Me resistí a dejar que se fuera sin que
supiera de mí. ‘¡Mírame, desgraciado! No eres todo lo que crees, y aquí hay
bastante.’ Decidí que ya era suficiente, que ya se habían ido muchos días y yo
seguía siendo la misma persona y no ofrecía algo nuevo y no me llenaba nada.
Y me había hartado de la ropa pegada al
cuerpo por causa del sudor y de las reuniones aburridas. Yo no iba a hacerme
más preguntas, sino a darme respuestas. Y no es que me obsesionen las ideas de la imposición, del poder, o de
experimentar por todas partes. No, esto era sobre él. Sobre él y nadie más.
Con el poder de la sobriedad (no bebí más
que aquella copa floja y desolada), caminé detrás de Alfonso con dirección al
baño, sin que lo notara. También lo hice con dudas, pero más con coraje que
antes. Burlar las miradas del resto en ese momento y con esa cantidad de botellas
vacías, fue sencillo.
Dejé que entrara a un espacio y yo me
quedé afuera, sin hacer ningún movimiento. Los segundos que entonces transcurrieron
fueron eternos, ¡obviamente! Y a mí terminó de recorrerme la espalda una gota
de transpiración como toque final. Qué desastre previo.

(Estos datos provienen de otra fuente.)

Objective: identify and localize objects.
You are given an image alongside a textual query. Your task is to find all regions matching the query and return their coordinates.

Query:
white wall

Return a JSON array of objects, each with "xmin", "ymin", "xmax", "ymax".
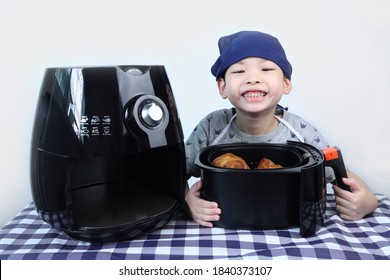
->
[{"xmin": 0, "ymin": 0, "xmax": 390, "ymax": 226}]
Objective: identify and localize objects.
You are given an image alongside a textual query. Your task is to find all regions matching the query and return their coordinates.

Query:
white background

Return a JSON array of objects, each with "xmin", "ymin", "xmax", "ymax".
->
[{"xmin": 0, "ymin": 0, "xmax": 390, "ymax": 227}]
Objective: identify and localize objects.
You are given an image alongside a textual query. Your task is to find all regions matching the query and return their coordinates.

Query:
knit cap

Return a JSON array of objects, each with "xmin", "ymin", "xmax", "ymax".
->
[{"xmin": 211, "ymin": 31, "xmax": 292, "ymax": 80}]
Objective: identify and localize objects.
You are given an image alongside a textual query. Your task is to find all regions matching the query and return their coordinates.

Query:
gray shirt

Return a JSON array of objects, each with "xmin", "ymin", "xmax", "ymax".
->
[{"xmin": 185, "ymin": 109, "xmax": 333, "ymax": 181}]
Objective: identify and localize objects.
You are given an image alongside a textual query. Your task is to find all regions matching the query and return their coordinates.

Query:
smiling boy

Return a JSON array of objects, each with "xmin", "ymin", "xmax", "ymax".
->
[{"xmin": 186, "ymin": 31, "xmax": 378, "ymax": 227}]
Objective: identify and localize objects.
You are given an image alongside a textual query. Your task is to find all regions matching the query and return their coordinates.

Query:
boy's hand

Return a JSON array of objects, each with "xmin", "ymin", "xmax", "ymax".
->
[
  {"xmin": 333, "ymin": 170, "xmax": 378, "ymax": 221},
  {"xmin": 185, "ymin": 181, "xmax": 221, "ymax": 227}
]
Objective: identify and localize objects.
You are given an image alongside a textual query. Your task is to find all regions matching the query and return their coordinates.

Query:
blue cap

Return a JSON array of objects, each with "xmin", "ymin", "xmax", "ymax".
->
[{"xmin": 211, "ymin": 31, "xmax": 292, "ymax": 80}]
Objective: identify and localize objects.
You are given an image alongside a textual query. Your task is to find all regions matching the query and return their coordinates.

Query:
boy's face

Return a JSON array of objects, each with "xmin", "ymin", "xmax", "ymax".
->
[{"xmin": 218, "ymin": 57, "xmax": 292, "ymax": 113}]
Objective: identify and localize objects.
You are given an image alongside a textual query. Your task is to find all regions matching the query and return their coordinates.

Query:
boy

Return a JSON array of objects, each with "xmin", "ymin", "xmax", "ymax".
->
[{"xmin": 186, "ymin": 31, "xmax": 378, "ymax": 227}]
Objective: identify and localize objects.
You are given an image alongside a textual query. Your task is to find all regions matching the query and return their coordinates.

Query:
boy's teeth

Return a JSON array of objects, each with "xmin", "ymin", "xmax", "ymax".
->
[{"xmin": 244, "ymin": 92, "xmax": 265, "ymax": 98}]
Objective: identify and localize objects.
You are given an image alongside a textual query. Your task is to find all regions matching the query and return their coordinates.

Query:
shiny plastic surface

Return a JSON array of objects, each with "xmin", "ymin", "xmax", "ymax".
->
[
  {"xmin": 196, "ymin": 142, "xmax": 326, "ymax": 236},
  {"xmin": 31, "ymin": 65, "xmax": 186, "ymax": 242}
]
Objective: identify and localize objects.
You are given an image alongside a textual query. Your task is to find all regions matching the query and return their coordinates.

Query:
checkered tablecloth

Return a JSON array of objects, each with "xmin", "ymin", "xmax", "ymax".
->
[{"xmin": 0, "ymin": 195, "xmax": 390, "ymax": 260}]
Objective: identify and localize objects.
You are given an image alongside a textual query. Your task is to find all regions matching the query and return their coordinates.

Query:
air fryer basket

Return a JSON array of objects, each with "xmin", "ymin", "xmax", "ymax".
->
[{"xmin": 196, "ymin": 142, "xmax": 326, "ymax": 235}]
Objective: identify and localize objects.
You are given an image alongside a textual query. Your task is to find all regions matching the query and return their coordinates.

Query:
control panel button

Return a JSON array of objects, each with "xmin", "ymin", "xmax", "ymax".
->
[{"xmin": 141, "ymin": 101, "xmax": 164, "ymax": 127}]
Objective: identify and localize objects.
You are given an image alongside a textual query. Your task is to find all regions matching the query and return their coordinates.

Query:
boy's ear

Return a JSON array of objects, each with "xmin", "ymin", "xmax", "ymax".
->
[
  {"xmin": 283, "ymin": 78, "xmax": 292, "ymax": 94},
  {"xmin": 217, "ymin": 78, "xmax": 227, "ymax": 99}
]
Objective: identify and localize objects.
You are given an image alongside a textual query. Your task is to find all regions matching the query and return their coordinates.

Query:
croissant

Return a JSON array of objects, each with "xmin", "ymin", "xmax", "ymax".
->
[
  {"xmin": 211, "ymin": 153, "xmax": 249, "ymax": 169},
  {"xmin": 256, "ymin": 158, "xmax": 283, "ymax": 169}
]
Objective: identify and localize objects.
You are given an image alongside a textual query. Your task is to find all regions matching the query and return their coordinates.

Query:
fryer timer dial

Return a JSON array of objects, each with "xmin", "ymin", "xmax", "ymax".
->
[{"xmin": 141, "ymin": 100, "xmax": 164, "ymax": 127}]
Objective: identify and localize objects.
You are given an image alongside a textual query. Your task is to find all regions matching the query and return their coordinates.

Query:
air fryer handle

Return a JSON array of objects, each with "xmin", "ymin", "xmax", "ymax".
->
[{"xmin": 322, "ymin": 146, "xmax": 351, "ymax": 191}]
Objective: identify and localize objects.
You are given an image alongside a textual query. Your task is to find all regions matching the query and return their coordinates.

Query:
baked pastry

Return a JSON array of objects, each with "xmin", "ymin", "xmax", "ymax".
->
[
  {"xmin": 256, "ymin": 158, "xmax": 283, "ymax": 169},
  {"xmin": 211, "ymin": 153, "xmax": 249, "ymax": 169}
]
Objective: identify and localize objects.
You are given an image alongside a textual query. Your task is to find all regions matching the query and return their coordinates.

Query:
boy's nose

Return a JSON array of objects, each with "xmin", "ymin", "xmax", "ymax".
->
[{"xmin": 247, "ymin": 73, "xmax": 262, "ymax": 84}]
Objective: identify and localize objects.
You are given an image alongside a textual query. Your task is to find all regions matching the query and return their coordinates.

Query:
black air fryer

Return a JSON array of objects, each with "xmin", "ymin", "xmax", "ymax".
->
[{"xmin": 31, "ymin": 66, "xmax": 186, "ymax": 242}]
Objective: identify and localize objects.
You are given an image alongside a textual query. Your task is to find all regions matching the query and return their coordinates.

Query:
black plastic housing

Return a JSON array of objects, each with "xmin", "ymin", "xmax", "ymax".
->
[
  {"xmin": 30, "ymin": 65, "xmax": 186, "ymax": 242},
  {"xmin": 196, "ymin": 142, "xmax": 326, "ymax": 236}
]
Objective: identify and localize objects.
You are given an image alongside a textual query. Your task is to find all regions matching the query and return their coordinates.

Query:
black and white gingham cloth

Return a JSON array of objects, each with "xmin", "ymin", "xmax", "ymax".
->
[{"xmin": 0, "ymin": 195, "xmax": 390, "ymax": 260}]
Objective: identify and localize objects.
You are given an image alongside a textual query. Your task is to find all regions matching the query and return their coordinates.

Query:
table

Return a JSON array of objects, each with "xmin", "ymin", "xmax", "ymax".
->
[{"xmin": 0, "ymin": 194, "xmax": 390, "ymax": 260}]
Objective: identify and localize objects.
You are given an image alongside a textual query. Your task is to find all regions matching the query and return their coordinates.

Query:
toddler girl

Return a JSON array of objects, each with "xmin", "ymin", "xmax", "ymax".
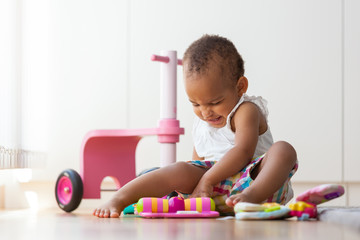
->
[{"xmin": 94, "ymin": 35, "xmax": 297, "ymax": 217}]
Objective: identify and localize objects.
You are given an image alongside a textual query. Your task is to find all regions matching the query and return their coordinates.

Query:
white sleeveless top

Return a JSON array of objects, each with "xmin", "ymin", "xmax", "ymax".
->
[{"xmin": 192, "ymin": 94, "xmax": 274, "ymax": 161}]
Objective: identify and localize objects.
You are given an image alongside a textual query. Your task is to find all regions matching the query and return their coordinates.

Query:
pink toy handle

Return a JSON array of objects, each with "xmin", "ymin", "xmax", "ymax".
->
[{"xmin": 150, "ymin": 54, "xmax": 182, "ymax": 65}]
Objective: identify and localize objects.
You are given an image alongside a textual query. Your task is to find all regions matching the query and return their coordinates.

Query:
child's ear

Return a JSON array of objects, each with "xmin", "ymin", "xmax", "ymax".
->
[{"xmin": 236, "ymin": 76, "xmax": 249, "ymax": 97}]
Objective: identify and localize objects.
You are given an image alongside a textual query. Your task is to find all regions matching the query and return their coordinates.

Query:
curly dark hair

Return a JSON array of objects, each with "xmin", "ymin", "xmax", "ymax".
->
[{"xmin": 183, "ymin": 34, "xmax": 245, "ymax": 82}]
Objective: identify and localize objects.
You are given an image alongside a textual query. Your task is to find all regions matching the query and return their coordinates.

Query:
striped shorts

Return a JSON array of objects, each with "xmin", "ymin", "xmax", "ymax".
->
[{"xmin": 181, "ymin": 154, "xmax": 298, "ymax": 213}]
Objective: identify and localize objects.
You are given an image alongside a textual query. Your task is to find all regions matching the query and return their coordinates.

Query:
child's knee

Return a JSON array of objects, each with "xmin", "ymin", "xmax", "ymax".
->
[{"xmin": 269, "ymin": 141, "xmax": 297, "ymax": 166}]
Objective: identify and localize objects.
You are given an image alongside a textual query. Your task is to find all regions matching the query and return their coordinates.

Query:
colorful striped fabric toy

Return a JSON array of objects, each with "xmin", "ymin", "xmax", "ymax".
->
[{"xmin": 136, "ymin": 197, "xmax": 219, "ymax": 218}]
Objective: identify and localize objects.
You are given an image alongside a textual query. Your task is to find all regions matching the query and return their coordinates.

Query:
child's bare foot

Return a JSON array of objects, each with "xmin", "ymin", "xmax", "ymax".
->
[
  {"xmin": 93, "ymin": 199, "xmax": 124, "ymax": 218},
  {"xmin": 225, "ymin": 191, "xmax": 259, "ymax": 207}
]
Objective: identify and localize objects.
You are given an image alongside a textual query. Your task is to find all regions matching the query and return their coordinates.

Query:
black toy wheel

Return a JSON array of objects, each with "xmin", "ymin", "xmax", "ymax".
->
[{"xmin": 55, "ymin": 169, "xmax": 83, "ymax": 212}]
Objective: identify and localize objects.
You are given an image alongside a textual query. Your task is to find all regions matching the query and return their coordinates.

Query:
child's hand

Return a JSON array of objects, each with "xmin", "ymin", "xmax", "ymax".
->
[{"xmin": 190, "ymin": 180, "xmax": 213, "ymax": 198}]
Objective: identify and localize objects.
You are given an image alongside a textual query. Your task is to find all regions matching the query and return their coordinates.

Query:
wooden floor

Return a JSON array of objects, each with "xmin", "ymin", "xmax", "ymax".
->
[{"xmin": 0, "ymin": 209, "xmax": 360, "ymax": 240}]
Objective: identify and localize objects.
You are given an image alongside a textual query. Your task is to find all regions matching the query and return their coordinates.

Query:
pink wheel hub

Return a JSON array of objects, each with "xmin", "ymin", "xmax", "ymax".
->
[{"xmin": 56, "ymin": 176, "xmax": 72, "ymax": 205}]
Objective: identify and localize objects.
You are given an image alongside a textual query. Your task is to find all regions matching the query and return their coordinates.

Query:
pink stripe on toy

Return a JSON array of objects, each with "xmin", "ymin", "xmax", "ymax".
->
[
  {"xmin": 190, "ymin": 198, "xmax": 196, "ymax": 211},
  {"xmin": 202, "ymin": 198, "xmax": 211, "ymax": 211},
  {"xmin": 156, "ymin": 198, "xmax": 163, "ymax": 212},
  {"xmin": 143, "ymin": 198, "xmax": 152, "ymax": 212}
]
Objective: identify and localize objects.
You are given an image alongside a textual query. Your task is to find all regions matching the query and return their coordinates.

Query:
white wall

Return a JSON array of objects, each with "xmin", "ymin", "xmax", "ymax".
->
[{"xmin": 23, "ymin": 0, "xmax": 360, "ymax": 191}]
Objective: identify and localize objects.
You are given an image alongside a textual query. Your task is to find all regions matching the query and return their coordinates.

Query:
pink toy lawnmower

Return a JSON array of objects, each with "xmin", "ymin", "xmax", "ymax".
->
[{"xmin": 55, "ymin": 51, "xmax": 184, "ymax": 212}]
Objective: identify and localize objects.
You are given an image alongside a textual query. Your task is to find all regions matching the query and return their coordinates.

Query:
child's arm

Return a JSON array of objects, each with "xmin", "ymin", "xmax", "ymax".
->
[{"xmin": 191, "ymin": 103, "xmax": 262, "ymax": 197}]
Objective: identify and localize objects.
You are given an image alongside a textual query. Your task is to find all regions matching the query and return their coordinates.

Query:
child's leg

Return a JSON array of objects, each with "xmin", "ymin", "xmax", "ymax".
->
[
  {"xmin": 93, "ymin": 162, "xmax": 206, "ymax": 217},
  {"xmin": 226, "ymin": 142, "xmax": 297, "ymax": 207}
]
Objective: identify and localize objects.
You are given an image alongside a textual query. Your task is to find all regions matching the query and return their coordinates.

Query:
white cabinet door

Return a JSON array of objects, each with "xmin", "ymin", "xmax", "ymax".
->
[{"xmin": 344, "ymin": 0, "xmax": 360, "ymax": 181}]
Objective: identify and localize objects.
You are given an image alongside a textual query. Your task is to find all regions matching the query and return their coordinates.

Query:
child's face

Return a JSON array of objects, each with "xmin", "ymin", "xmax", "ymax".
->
[{"xmin": 184, "ymin": 64, "xmax": 242, "ymax": 128}]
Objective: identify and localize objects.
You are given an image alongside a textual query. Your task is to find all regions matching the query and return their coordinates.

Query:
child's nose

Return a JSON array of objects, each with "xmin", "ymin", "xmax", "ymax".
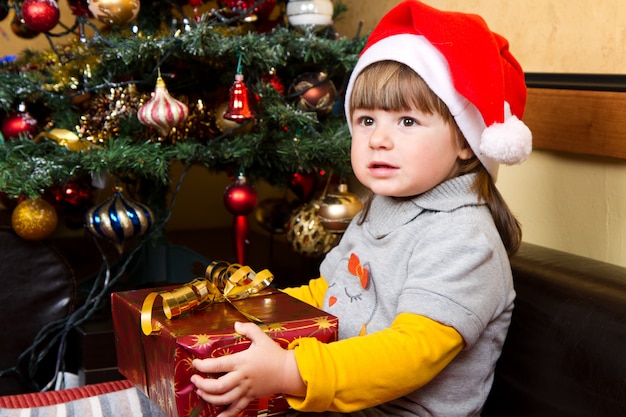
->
[{"xmin": 369, "ymin": 124, "xmax": 392, "ymax": 149}]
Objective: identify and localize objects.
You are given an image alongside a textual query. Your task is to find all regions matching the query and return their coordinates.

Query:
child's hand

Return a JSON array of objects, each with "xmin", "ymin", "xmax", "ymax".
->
[{"xmin": 191, "ymin": 323, "xmax": 306, "ymax": 417}]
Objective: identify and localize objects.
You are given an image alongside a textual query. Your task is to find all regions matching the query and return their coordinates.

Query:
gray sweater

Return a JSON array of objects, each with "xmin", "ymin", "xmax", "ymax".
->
[{"xmin": 320, "ymin": 174, "xmax": 515, "ymax": 417}]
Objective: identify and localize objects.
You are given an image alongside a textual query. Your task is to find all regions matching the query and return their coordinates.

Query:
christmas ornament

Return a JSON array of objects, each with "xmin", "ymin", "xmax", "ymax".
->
[
  {"xmin": 11, "ymin": 198, "xmax": 58, "ymax": 240},
  {"xmin": 0, "ymin": 106, "xmax": 39, "ymax": 139},
  {"xmin": 137, "ymin": 76, "xmax": 189, "ymax": 138},
  {"xmin": 215, "ymin": 101, "xmax": 254, "ymax": 135},
  {"xmin": 287, "ymin": 0, "xmax": 334, "ymax": 31},
  {"xmin": 289, "ymin": 71, "xmax": 337, "ymax": 116},
  {"xmin": 85, "ymin": 188, "xmax": 154, "ymax": 254},
  {"xmin": 67, "ymin": 0, "xmax": 93, "ymax": 18},
  {"xmin": 22, "ymin": 0, "xmax": 60, "ymax": 32},
  {"xmin": 78, "ymin": 84, "xmax": 150, "ymax": 145},
  {"xmin": 217, "ymin": 0, "xmax": 276, "ymax": 19},
  {"xmin": 88, "ymin": 0, "xmax": 140, "ymax": 25},
  {"xmin": 318, "ymin": 183, "xmax": 363, "ymax": 233},
  {"xmin": 224, "ymin": 72, "xmax": 255, "ymax": 124},
  {"xmin": 49, "ymin": 176, "xmax": 93, "ymax": 229},
  {"xmin": 0, "ymin": 2, "xmax": 10, "ymax": 22},
  {"xmin": 224, "ymin": 173, "xmax": 257, "ymax": 264},
  {"xmin": 54, "ymin": 178, "xmax": 92, "ymax": 212},
  {"xmin": 33, "ymin": 128, "xmax": 94, "ymax": 151},
  {"xmin": 289, "ymin": 172, "xmax": 318, "ymax": 202},
  {"xmin": 11, "ymin": 14, "xmax": 39, "ymax": 39},
  {"xmin": 287, "ymin": 199, "xmax": 341, "ymax": 257}
]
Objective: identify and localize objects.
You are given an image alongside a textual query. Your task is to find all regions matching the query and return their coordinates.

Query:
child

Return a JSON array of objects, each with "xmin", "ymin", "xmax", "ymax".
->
[{"xmin": 192, "ymin": 0, "xmax": 531, "ymax": 417}]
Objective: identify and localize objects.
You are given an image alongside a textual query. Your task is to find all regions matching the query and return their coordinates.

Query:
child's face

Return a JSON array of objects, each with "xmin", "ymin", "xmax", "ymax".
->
[{"xmin": 352, "ymin": 109, "xmax": 472, "ymax": 197}]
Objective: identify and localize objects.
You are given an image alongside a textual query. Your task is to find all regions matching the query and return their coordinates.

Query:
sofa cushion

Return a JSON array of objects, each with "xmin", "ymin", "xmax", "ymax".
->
[
  {"xmin": 482, "ymin": 243, "xmax": 626, "ymax": 417},
  {"xmin": 0, "ymin": 229, "xmax": 76, "ymax": 395}
]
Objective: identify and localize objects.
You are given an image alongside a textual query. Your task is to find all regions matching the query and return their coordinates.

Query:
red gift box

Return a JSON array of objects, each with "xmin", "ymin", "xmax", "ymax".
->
[{"xmin": 111, "ymin": 287, "xmax": 338, "ymax": 417}]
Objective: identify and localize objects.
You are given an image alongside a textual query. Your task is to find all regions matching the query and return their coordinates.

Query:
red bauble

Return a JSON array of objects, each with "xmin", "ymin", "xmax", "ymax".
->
[
  {"xmin": 22, "ymin": 0, "xmax": 60, "ymax": 32},
  {"xmin": 289, "ymin": 172, "xmax": 317, "ymax": 203},
  {"xmin": 289, "ymin": 71, "xmax": 337, "ymax": 116},
  {"xmin": 67, "ymin": 0, "xmax": 93, "ymax": 18},
  {"xmin": 218, "ymin": 0, "xmax": 276, "ymax": 18},
  {"xmin": 261, "ymin": 68, "xmax": 285, "ymax": 96},
  {"xmin": 55, "ymin": 179, "xmax": 92, "ymax": 211},
  {"xmin": 1, "ymin": 111, "xmax": 39, "ymax": 139},
  {"xmin": 11, "ymin": 14, "xmax": 39, "ymax": 39},
  {"xmin": 0, "ymin": 3, "xmax": 10, "ymax": 22},
  {"xmin": 224, "ymin": 175, "xmax": 257, "ymax": 216}
]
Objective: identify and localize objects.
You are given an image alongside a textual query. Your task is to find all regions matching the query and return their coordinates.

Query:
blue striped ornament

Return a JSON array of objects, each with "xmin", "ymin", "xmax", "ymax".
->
[
  {"xmin": 137, "ymin": 77, "xmax": 189, "ymax": 138},
  {"xmin": 85, "ymin": 191, "xmax": 154, "ymax": 254}
]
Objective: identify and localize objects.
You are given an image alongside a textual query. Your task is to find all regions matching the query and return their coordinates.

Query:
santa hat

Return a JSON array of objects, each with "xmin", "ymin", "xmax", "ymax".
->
[{"xmin": 345, "ymin": 0, "xmax": 532, "ymax": 180}]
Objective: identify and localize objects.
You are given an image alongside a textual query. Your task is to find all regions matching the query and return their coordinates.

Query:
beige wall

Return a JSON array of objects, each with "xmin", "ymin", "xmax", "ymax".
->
[{"xmin": 0, "ymin": 0, "xmax": 626, "ymax": 266}]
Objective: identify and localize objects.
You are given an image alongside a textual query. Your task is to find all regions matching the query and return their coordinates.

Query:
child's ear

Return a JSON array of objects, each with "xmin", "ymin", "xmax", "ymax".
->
[{"xmin": 459, "ymin": 143, "xmax": 474, "ymax": 161}]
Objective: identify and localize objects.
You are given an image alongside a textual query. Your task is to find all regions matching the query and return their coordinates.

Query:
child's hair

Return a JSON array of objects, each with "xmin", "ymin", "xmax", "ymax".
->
[{"xmin": 349, "ymin": 61, "xmax": 522, "ymax": 255}]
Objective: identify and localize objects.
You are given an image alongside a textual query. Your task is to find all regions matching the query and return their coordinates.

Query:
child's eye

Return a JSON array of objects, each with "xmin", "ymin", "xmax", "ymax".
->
[
  {"xmin": 359, "ymin": 116, "xmax": 374, "ymax": 126},
  {"xmin": 400, "ymin": 117, "xmax": 417, "ymax": 127}
]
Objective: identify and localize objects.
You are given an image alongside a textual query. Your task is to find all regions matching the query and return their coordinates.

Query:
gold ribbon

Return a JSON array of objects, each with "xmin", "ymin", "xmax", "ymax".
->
[{"xmin": 141, "ymin": 261, "xmax": 274, "ymax": 336}]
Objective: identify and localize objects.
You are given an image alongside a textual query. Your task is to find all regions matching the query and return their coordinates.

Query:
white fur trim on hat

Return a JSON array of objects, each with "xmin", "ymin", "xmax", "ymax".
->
[{"xmin": 480, "ymin": 103, "xmax": 533, "ymax": 165}]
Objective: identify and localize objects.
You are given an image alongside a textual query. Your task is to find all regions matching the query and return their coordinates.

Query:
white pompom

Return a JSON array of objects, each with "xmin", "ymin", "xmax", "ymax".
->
[{"xmin": 480, "ymin": 116, "xmax": 533, "ymax": 165}]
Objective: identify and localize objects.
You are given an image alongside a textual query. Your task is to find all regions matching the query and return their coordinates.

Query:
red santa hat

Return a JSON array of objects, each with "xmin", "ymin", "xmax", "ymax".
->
[{"xmin": 345, "ymin": 0, "xmax": 532, "ymax": 180}]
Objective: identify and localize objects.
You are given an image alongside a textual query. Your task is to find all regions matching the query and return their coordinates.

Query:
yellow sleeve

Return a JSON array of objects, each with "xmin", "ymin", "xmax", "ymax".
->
[
  {"xmin": 282, "ymin": 277, "xmax": 328, "ymax": 309},
  {"xmin": 287, "ymin": 313, "xmax": 464, "ymax": 413}
]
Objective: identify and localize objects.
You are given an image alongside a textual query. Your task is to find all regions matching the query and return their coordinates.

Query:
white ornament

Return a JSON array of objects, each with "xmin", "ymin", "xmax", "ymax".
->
[{"xmin": 287, "ymin": 0, "xmax": 333, "ymax": 31}]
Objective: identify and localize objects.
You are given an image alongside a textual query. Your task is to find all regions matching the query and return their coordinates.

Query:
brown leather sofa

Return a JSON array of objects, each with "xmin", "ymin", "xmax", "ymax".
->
[
  {"xmin": 0, "ymin": 229, "xmax": 77, "ymax": 395},
  {"xmin": 482, "ymin": 243, "xmax": 626, "ymax": 417}
]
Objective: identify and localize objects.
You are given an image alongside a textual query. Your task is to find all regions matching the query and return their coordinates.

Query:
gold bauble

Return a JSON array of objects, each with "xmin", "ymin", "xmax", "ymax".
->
[
  {"xmin": 318, "ymin": 184, "xmax": 363, "ymax": 233},
  {"xmin": 11, "ymin": 198, "xmax": 58, "ymax": 240},
  {"xmin": 287, "ymin": 200, "xmax": 341, "ymax": 257},
  {"xmin": 89, "ymin": 0, "xmax": 139, "ymax": 25}
]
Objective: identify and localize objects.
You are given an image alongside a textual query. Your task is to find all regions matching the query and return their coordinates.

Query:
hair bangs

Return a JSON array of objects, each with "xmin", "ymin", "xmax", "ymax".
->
[{"xmin": 350, "ymin": 61, "xmax": 452, "ymax": 120}]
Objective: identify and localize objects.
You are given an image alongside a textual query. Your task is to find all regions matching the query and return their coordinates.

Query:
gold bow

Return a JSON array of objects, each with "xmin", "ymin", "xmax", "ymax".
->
[{"xmin": 141, "ymin": 261, "xmax": 274, "ymax": 336}]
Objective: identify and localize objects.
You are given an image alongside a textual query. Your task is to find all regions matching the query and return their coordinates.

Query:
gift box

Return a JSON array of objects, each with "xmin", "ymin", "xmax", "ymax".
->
[{"xmin": 111, "ymin": 287, "xmax": 338, "ymax": 417}]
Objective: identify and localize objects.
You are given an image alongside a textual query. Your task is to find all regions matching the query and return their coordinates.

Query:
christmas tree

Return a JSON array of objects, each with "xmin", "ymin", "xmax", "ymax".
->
[{"xmin": 0, "ymin": 0, "xmax": 365, "ymax": 390}]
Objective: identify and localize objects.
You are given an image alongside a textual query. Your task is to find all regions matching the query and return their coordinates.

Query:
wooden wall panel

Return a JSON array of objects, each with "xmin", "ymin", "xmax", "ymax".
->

Salió a lavarse las manos sin notar aún mi
presencia. Y estaba todo listo. Avancé con naturalidad hasta donde estaba y sin
más conflicto tomé con firmeza sus hombros, como la diferencia de estaturas me lo permitió. Nos miramos a los ojos y me dejó
besarlo. No puedo decir si fue bastante, pero sí fue claro.
Correspondió al ataque y no estaba
borracho. Menos mal. Una amonestación de ese tamaño por acoso laboral no me
haría ningún bien, por más monótono que fuera mi expediente. Regresé a no
pensar en eso. Seguí abrazándolo mientras me abrazaba, mientras presionaba su
pecho contra mí, mientras me besaba un poco más, con prisa, con torpeza y con
miedo.
Ahí estaba mi respuesta. Tal como había
imaginado. Me aparté de mi supervisor favorito. Seguimos mirándonos por dos
segundos. Ahora él dio un paso atrás. Le sonreí y con ello le daba las gracias.
No me preocupaba lo que viniera después.
Alfonso también sonrió. ‘Nunca había hecho
esto’. ‘Ni yo’, le respondí. Probablemente quiso hacer como si el alcohol lo dominara
y yo le dejé creer que le creía.
No supimos qué hacer. Era algo nuevo, pero
esto, ESTO. ESTO: Alfonso, el beso, la aceptación de la belleza de un individuo
común, nadie podría arrebatármelos. Ni siquiera un gusto debe darse por un
hecho. Me gustaba él como quien gusta de las flores.
El momento fue interrumpido con gracia
cuando Efraín, mi compañero de división entró a los baños. Él sí estaba en
condiciones un poco etílicas. ‘Roberto, Mayela te buscaba’. Asentí. Había que
regresar a la realidad. Afuera me esperaban una novia y un estatus simple. Aún
así, siguió sin preocuparme el futuro próximo. La noche estuvo completa.